Happiness, the golden emotion, is also marked by fluidity in that people have a sense of singing pleasantness within. This is the fundamental feeling for those who have freed themselves from the negative remnants of childhood. Experience in psychotherapy shows that those who leave the ugliness behind them inevitably arrive at a kind of mellow, buzzing golden happiness. Rather than sounding facile, it needs to be known that some childhoods are so abusive, time in therapy is needed and the victory of happiness hard-won. Gold, a flow of gold, is the way adult life needs to be lived (and, in ideal situations) as well as childhood. It is the task of adults to provide sufficient security and healthy options so a child can experience happiness as the ground feeling.

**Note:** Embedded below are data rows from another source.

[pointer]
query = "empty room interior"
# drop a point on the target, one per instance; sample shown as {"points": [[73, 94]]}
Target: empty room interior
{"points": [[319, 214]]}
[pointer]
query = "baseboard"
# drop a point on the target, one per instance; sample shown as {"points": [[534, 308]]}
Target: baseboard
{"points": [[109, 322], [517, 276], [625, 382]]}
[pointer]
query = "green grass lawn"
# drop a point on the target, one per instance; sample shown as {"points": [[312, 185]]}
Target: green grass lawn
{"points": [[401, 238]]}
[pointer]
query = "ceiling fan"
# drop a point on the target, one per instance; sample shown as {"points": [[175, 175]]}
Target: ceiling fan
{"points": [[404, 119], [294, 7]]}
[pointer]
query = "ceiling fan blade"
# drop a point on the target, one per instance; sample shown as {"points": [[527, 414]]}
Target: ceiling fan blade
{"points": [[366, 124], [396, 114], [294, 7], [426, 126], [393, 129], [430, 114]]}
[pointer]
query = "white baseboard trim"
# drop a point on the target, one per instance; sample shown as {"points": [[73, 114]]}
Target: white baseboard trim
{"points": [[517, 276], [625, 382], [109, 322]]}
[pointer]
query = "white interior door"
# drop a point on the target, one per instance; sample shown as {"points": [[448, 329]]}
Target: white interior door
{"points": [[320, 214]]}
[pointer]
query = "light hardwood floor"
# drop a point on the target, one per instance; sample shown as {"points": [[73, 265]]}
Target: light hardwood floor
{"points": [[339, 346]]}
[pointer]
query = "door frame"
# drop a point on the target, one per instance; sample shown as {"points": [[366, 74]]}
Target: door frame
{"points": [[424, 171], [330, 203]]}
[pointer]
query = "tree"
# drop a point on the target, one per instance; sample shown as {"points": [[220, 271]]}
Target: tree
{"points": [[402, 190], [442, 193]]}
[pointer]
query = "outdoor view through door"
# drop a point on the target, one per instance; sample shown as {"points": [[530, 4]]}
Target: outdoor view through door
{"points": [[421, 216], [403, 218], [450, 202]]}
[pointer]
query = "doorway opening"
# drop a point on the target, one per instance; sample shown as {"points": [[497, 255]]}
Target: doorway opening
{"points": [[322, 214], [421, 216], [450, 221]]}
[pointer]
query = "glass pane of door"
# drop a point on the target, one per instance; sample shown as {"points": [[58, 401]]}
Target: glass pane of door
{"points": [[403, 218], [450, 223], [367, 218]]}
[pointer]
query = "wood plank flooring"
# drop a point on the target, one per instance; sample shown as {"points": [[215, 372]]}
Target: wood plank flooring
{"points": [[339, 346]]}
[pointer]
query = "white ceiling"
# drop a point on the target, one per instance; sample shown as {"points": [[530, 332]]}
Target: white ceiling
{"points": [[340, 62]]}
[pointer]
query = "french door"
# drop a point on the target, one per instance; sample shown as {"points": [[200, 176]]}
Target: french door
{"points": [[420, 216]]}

Orange is used for excitement because it is such a celebratory color. This emotion is filled with jumping thrills and great anticipation. It is kids before the presents are opened, revelers at festivals, party-party, crowds filled with singing at musical events, and parades with grand floats and marching bands. Excitement is special. Unfortunately, there are societies and religions, even, that are scared of excitement because it is equated with sexuality. In some areas, excitement is okay for men to experience, but not women. Still, if one is to have a fluid emotional life, the body needs to express itself with raw joy, and, not just on special occasions, but frequently. Orange is part of the landscape and it is definitely desirable.

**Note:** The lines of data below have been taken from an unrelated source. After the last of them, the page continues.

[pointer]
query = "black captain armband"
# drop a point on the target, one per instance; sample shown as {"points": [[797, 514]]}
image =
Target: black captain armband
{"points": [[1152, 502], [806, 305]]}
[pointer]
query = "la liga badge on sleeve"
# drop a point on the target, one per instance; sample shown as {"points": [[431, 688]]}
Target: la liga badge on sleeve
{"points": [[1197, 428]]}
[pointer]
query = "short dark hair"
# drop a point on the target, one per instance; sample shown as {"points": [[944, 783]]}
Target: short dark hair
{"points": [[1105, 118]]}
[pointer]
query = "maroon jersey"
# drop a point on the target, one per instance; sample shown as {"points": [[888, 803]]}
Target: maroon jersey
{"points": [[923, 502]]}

The last color of the fluid life is purple tenderness. In our original image of the glacier, imagine purple as spreading far out with its ribbon of color. This feeling is for those who have left narcissism and have moved to love. It is perfectly natural for everyone, though there are some who are so wounded and lost in the maze of frozen childhood emotions, that it remains unacknowledged. Tenderness is what you feel when first picking up a baby, it is the compassionate emotion when another human is in trouble, it undergirds all meaningful love relationships, and it needs to be recognized as the most important ground feeling for those who desire lasting intimacy.

A few more hints on a fluid emotional life are valuable. If you find yourself stuck frequently in either sadness, anger, or scare, most probably, you are re-cycling a childhood situation and are not in the here and now. The exceptions to that are when you have a major grief situation that lasts over a period of time; when you are trapped socially or in a job where your personhood is continually discounted but your survival is at stake; when abandonment may occur if you express yourself. As for the lighter emotions of happiness, excitement and tenderness, if you discover that you are pushing one of those in an artificial manner, you most probably got strokes as a child for being the happy kid, the joy child, or the mush tender Rescuer.

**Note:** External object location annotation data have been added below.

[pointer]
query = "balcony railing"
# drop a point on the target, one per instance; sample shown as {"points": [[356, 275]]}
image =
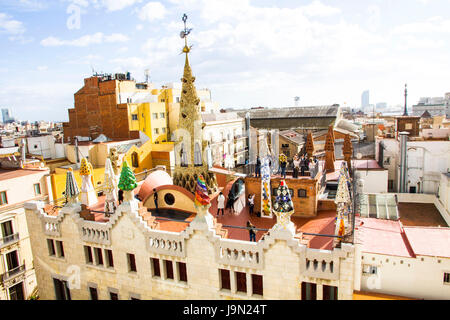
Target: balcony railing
{"points": [[9, 240], [12, 273]]}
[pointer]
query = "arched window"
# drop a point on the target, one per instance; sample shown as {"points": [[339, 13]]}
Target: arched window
{"points": [[183, 156], [135, 159], [197, 155]]}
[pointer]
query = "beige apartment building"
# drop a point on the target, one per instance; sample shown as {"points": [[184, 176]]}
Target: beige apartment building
{"points": [[17, 186], [127, 258]]}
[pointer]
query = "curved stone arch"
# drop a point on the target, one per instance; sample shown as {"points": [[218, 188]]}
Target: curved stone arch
{"points": [[182, 139]]}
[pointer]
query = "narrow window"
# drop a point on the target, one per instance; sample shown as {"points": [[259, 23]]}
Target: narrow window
{"points": [[182, 271], [156, 269], [329, 292], [7, 229], [109, 258], [12, 261], [301, 193], [131, 262], [98, 256], [94, 293], [225, 279], [169, 269], [446, 277], [51, 247], [37, 189], [62, 291], [3, 198], [257, 284], [241, 281], [88, 254], [309, 291], [60, 248]]}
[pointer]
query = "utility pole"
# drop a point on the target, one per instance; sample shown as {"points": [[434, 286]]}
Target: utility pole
{"points": [[405, 113]]}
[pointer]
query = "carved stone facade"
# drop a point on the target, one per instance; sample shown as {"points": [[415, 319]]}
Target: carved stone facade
{"points": [[280, 259]]}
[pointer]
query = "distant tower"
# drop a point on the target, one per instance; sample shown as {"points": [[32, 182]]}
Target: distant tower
{"points": [[365, 100], [329, 151], [348, 151], [405, 113]]}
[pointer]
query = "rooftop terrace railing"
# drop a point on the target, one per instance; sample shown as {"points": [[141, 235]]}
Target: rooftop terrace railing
{"points": [[8, 240]]}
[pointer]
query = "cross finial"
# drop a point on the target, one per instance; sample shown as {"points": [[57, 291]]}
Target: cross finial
{"points": [[185, 33]]}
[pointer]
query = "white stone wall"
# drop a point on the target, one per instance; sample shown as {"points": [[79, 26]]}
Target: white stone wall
{"points": [[280, 259], [426, 160], [375, 181], [420, 277]]}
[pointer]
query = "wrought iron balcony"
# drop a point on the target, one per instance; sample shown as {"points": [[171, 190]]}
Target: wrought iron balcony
{"points": [[8, 240], [13, 273]]}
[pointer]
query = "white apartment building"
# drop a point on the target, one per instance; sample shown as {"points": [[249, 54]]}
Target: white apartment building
{"points": [[426, 161], [17, 186]]}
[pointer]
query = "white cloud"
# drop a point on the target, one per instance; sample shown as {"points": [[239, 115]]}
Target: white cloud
{"points": [[84, 41], [318, 9], [152, 11], [431, 25], [10, 26], [115, 5]]}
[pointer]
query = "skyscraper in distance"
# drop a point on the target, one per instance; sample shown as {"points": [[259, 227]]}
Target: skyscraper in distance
{"points": [[365, 99]]}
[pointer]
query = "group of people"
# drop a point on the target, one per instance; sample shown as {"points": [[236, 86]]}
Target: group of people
{"points": [[303, 164], [221, 204], [300, 164]]}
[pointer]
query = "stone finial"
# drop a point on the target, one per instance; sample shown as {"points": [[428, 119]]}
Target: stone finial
{"points": [[85, 168], [88, 194], [283, 208], [202, 203], [329, 150], [348, 151], [110, 187], [310, 145], [114, 157], [72, 191], [127, 182]]}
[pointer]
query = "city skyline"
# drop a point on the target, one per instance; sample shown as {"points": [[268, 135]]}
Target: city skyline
{"points": [[249, 54]]}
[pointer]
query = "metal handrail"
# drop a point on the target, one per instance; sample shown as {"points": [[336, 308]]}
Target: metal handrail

The point of fluidity is that you are flowing within yourself as situations occur and as you take charge of your environment making sure that you may feel as your body will. For many, nay most, this is not easy to achieve. First, one must rid one's self of adaptations made earlier in life. Others need to confront when erratic modules come forth, especially when the tendency is to act out the role of a mom or a dad. It takes a lot of courage to know how to be real, honest, sharing, and deep to the core of real feelings.

Finally, the course of a person's life is well described as a journey. Sometimes we lose our way due to the demands of survival and providing for a family. To make sure that the journey is always advancing, there are five areas to keep balancing: Work, Play, Love, Appreciation and Creativity.